THE announcement by BP that investment of £10billion is to be made on four major oil and gas developments in the UKCS is obviously welcome news for all stakeholders.
The two largest in terms of investment costs and future production are the Clair Ridge project and the redevelopment of Schiehallion.
Their scale is so large that they will noticeably affect the behaviour of future oil production not only from the west of Shetland region but for the whole of the UKCS.
The investments confirm the willingness of the industry to proceed with further developments in a region which poses many operational challenges which are reflected in very high costs.
Given the enormous volume of oil in place in the whole Clair field there are grounds for believing that, in due course, with further technological progress, there could be a third or even a fourth phase of its development.
The announcement that low salinity waterflood will be employed in the Clair field and polymer flood technology in the Schiehallion field add weight to this optimistic view of the longer term prospects for oil production from the West of Shetland region.
It is certainly possible that production could extend well beyond 2040.
The longer term prospects for the UKCS involve the complex interaction of several issues.
While field investment is currently at a high level with several large committed projects, there are other prospective projects whose profitability is quite modest and whose viability is endangered by the tax increases announced in the 2011 UK Budget.
The tax system is essentially flat rate (apart from the field allowances) and the increase has substantially reduced the materiality of the returns. In a straight-forward case the reduction is by 24%.
In an era where capital budgets are rationed the result is that many smaller higher cost developments may not pass the investor’s economic hurdle.
There is thus a need for further tax concessions against the Supplementary Charge to foster the development of high cost fields where the materiality of returns is modest.
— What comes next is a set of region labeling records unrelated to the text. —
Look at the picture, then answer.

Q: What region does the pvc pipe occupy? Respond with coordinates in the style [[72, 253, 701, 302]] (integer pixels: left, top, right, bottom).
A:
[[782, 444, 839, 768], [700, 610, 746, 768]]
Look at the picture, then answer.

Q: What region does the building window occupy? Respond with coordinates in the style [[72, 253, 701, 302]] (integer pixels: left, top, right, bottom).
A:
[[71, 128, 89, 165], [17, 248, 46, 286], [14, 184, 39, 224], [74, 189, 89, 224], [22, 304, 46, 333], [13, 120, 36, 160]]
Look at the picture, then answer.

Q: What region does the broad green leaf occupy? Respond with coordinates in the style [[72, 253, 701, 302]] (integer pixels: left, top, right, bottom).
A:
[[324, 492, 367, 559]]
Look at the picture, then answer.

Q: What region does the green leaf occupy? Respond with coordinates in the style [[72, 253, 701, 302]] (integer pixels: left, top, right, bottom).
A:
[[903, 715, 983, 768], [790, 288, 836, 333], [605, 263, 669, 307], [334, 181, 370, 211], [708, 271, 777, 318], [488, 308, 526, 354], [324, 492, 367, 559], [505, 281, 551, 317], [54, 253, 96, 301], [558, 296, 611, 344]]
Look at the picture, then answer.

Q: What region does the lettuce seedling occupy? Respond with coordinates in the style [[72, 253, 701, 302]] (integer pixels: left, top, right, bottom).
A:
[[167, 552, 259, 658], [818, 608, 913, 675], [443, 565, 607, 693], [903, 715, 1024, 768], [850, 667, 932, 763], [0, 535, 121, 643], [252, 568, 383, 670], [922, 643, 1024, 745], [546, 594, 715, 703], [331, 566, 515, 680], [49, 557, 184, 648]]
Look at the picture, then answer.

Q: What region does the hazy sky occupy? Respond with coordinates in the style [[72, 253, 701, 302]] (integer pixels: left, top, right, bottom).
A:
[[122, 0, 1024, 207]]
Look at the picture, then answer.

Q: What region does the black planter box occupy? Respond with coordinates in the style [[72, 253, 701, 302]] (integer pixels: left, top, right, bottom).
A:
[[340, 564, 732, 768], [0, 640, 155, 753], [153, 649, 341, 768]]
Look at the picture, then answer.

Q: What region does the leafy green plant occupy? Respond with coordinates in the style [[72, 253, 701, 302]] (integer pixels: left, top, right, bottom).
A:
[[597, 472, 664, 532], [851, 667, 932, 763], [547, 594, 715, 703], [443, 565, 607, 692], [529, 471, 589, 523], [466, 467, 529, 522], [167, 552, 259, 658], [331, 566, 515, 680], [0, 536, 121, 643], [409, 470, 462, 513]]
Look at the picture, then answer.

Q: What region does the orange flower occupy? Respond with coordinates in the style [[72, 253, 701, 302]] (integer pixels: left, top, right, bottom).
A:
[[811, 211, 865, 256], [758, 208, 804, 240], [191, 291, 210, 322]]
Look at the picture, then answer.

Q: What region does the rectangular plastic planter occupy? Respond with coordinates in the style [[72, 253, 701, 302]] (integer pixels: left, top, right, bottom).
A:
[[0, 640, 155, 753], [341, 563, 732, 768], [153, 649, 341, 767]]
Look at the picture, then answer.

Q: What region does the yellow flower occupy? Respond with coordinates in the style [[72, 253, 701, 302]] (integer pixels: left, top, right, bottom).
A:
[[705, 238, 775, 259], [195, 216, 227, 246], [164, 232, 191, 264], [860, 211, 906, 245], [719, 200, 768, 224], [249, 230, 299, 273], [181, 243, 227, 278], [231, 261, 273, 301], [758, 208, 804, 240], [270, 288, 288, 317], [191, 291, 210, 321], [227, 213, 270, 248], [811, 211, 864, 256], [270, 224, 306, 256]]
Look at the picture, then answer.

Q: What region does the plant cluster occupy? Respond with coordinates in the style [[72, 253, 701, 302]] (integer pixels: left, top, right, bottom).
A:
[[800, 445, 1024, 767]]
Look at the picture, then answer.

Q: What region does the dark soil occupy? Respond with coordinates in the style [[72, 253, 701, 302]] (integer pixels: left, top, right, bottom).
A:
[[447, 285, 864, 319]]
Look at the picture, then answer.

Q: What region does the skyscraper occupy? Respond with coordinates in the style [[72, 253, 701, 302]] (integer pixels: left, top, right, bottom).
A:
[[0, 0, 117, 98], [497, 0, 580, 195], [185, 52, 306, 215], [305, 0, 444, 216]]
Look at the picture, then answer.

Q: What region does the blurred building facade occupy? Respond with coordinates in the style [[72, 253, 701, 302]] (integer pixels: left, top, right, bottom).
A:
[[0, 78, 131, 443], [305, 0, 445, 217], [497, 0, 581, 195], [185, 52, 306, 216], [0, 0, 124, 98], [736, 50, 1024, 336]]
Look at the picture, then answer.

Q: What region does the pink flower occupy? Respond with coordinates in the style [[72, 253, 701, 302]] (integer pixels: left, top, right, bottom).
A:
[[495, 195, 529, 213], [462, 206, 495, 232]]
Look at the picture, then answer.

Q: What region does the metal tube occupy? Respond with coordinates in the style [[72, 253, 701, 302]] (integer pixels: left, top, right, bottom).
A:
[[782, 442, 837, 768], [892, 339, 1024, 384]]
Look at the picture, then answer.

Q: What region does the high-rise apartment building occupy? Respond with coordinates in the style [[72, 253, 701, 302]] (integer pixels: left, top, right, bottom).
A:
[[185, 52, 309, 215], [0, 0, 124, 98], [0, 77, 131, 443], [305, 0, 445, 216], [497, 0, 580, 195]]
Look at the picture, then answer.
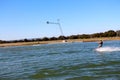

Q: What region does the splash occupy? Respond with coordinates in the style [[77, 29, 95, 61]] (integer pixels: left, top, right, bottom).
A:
[[95, 47, 120, 52]]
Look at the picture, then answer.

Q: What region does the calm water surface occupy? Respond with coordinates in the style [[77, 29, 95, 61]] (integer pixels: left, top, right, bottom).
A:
[[0, 41, 120, 80]]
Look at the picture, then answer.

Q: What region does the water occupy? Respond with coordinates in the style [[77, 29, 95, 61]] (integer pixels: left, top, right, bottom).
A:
[[0, 41, 120, 80]]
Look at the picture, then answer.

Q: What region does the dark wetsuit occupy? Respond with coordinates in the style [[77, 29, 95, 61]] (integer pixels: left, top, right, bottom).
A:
[[99, 41, 103, 47]]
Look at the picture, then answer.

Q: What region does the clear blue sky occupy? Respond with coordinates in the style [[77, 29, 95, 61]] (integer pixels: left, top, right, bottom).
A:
[[0, 0, 120, 40]]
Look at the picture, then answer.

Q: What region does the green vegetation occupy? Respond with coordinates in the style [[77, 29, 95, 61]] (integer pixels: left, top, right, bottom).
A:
[[0, 30, 120, 43]]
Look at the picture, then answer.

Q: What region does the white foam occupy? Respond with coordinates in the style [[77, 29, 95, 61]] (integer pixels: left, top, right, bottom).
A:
[[95, 47, 120, 52]]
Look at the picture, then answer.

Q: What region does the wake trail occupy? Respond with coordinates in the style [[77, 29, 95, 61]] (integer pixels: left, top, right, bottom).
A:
[[95, 47, 120, 52]]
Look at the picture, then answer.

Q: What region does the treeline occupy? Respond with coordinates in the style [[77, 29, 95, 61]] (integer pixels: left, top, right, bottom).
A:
[[0, 30, 120, 43]]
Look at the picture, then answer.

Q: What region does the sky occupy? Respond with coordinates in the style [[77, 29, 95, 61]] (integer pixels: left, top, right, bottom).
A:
[[0, 0, 120, 40]]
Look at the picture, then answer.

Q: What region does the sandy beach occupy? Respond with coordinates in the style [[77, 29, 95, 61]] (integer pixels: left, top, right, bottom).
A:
[[0, 37, 120, 47]]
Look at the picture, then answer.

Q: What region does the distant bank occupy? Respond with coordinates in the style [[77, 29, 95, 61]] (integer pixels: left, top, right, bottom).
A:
[[0, 37, 120, 47]]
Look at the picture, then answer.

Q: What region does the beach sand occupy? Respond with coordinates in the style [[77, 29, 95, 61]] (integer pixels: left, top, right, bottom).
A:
[[0, 37, 120, 47]]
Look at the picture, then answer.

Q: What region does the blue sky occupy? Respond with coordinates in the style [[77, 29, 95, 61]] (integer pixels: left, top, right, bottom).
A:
[[0, 0, 120, 40]]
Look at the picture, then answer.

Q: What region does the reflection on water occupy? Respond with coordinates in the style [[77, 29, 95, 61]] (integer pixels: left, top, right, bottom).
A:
[[0, 41, 120, 80]]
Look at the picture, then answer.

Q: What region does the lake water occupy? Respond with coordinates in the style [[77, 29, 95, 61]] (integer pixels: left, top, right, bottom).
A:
[[0, 41, 120, 80]]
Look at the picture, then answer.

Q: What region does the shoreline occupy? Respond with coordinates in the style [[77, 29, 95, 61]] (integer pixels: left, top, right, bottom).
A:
[[0, 37, 120, 47]]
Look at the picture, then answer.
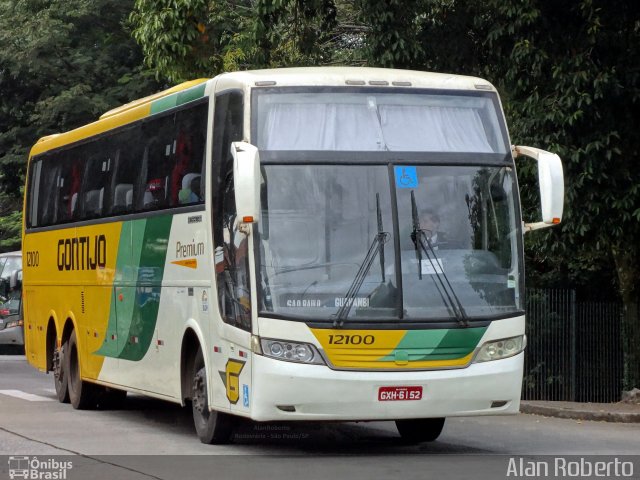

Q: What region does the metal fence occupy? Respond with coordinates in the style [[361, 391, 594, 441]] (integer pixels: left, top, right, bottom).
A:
[[522, 289, 623, 402]]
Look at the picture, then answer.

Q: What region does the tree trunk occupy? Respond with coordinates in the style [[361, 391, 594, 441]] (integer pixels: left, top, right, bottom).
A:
[[611, 246, 640, 391]]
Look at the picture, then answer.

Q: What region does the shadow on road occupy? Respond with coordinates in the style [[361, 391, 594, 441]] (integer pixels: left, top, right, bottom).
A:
[[114, 395, 492, 455]]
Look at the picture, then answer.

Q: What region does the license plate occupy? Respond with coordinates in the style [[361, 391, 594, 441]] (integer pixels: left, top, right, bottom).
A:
[[378, 386, 422, 402]]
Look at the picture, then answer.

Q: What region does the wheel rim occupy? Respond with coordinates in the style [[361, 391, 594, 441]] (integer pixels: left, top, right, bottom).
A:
[[67, 344, 79, 391], [191, 369, 209, 421], [53, 346, 64, 384]]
In the UKCS there has been a long term trend whereby mature assets (and sometimes also exploration acreage) have been sold by major oil companies to medium and smaller companies which specialise in operating mature fields.
There have been several examples of enhanced investment and production resulting from these transactions.
For some time now many mature assets have been offered for sale but transactions have not been executed.
This is a result of the uncertainty over the tax relief for the decommissioning costs which has increased as a result of the decision in the 2011 Budget to deny relief against the increase in the Supplementary Charge.
The hiatus in transactions has in turn had an adverse effect on investment in further development drilling and life of field extensions. Assurances on tax relief for decommissioning costs could increase the volume of desirable transactions and thus investment and production.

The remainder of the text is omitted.